Cerrahpaşa'da öldüren neşter!
Abone ol'Tam teşekküllü' Cerrahpaşa'nın odasında aniden başlayan doğum, bebeğin neşterle kesilip üç saat sonra da öldüğü bir trajediye dönüştü.
Daha önce iki düşük ve bir dış gebelik hüsranı yaşayan genç
anne-baba, ‘Beren’ adını verecekleri kızlarının doğumu için gün
sayıyordu. Tam mutlu sona ulaşacakken erken doğum riskiyle aile
önce memleketleri Sakarya’da iki hastane dolaştı, ardından İstanbul
’da ‘tam teşekküllü’ üniversite hastanesi Cerrahpaşa’ya yattı.
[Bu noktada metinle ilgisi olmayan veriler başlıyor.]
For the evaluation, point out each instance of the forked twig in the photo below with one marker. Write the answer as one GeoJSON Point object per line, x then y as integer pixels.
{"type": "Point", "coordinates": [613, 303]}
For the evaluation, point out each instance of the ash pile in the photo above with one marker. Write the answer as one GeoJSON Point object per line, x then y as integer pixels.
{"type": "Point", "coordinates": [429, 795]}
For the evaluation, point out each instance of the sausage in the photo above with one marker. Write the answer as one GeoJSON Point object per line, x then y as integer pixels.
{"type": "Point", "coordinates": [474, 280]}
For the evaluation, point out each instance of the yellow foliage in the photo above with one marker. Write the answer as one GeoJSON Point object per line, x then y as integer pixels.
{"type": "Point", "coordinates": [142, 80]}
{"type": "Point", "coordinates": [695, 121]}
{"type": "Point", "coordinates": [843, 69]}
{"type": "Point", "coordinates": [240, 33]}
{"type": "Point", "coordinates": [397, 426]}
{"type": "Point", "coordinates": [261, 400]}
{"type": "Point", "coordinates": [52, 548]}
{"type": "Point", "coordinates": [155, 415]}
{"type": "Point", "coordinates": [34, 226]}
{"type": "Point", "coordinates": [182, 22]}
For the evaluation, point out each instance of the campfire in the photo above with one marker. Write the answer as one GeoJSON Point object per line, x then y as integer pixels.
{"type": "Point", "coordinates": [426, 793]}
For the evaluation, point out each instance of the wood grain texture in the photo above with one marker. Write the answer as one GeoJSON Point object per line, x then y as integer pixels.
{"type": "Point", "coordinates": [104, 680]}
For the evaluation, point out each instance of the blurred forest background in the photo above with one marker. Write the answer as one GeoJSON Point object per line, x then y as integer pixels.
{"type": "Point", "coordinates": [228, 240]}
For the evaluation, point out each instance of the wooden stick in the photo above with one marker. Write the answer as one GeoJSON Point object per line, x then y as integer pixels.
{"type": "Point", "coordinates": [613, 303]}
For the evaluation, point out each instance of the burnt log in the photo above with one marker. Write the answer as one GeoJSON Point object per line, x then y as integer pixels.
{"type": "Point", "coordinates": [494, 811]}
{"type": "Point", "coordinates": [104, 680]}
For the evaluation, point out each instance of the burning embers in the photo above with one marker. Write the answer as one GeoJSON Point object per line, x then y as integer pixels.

Ancak üç gün hastane odasında ilgisizce bekletilen Yeliz Sevinç’in
bebeği, ‘acemice’ yapılan bir doğumda doktor neşterine kurban
gitti. Aile soluğu savcılıkta aldı. Savcı morgda yaptığı inceleme
sonucunda bebeği Adli Tıp’a sevk ederek otopsi istedi. Hastane
yönetimi ise sessiz.
ÖNCE HASTANE BULAMADILAR
Radikal gazetesinin haberine göre, Yeliz-Engin Sevinç çifti iki
düşük ve bir dış gebelikle sonuçlanan üç hamilelik denemesinden
sonra dördüncü kez bir evlat sahibi olmayı denedi. Bu sefer şans
onlardan yanaydı. Her şeyin yolunda gittiği 34 hafta geride
bırakılmıştı. 35. haftada Yeliz Sevinç’in sancısı tuttu. Hemen
Sakarya’da özel bir hastanenin yolunu tuttular. Ancak yeni doğan
yoğun bakımı tadilatta olduğu için yetkililer aileye ‘tam
teşekküllü’ bir doğumevine gitmelerini önerdi. Çift Sakarya
Doğumevi’ne başvurdu. Ancak burada da yer yoktu. Apar topar
İstanbul Üniversitesi Cerrahpaşa Tıp Fakültesi Kadın Hastalıkları
ve Doğum Bölümü’ne gittiler. Yeliz Sevinç’in 10 Ağustos Cuma günü
saat 16.00 sularında yatışı yapıldı.
AMELİYATHANE DOLU
Doktorlar önce erken doğumu engellemek ve bebeğin akciğer
gelişimini sağlamak için doğumu geciktirici iğne yaptı. Böylece üç
gün boyunca bebeğin erken doğması engellendi. 14 Ağustos günü
doktorlar Sevinç’in sezaryene alınmasına karar verdi. Ancak Sevinç
ailesinin iddialarına göre, hastane yetkilileri ameliyathanenin
dolu olduğunu ve beklemek gerektiğini söyledi.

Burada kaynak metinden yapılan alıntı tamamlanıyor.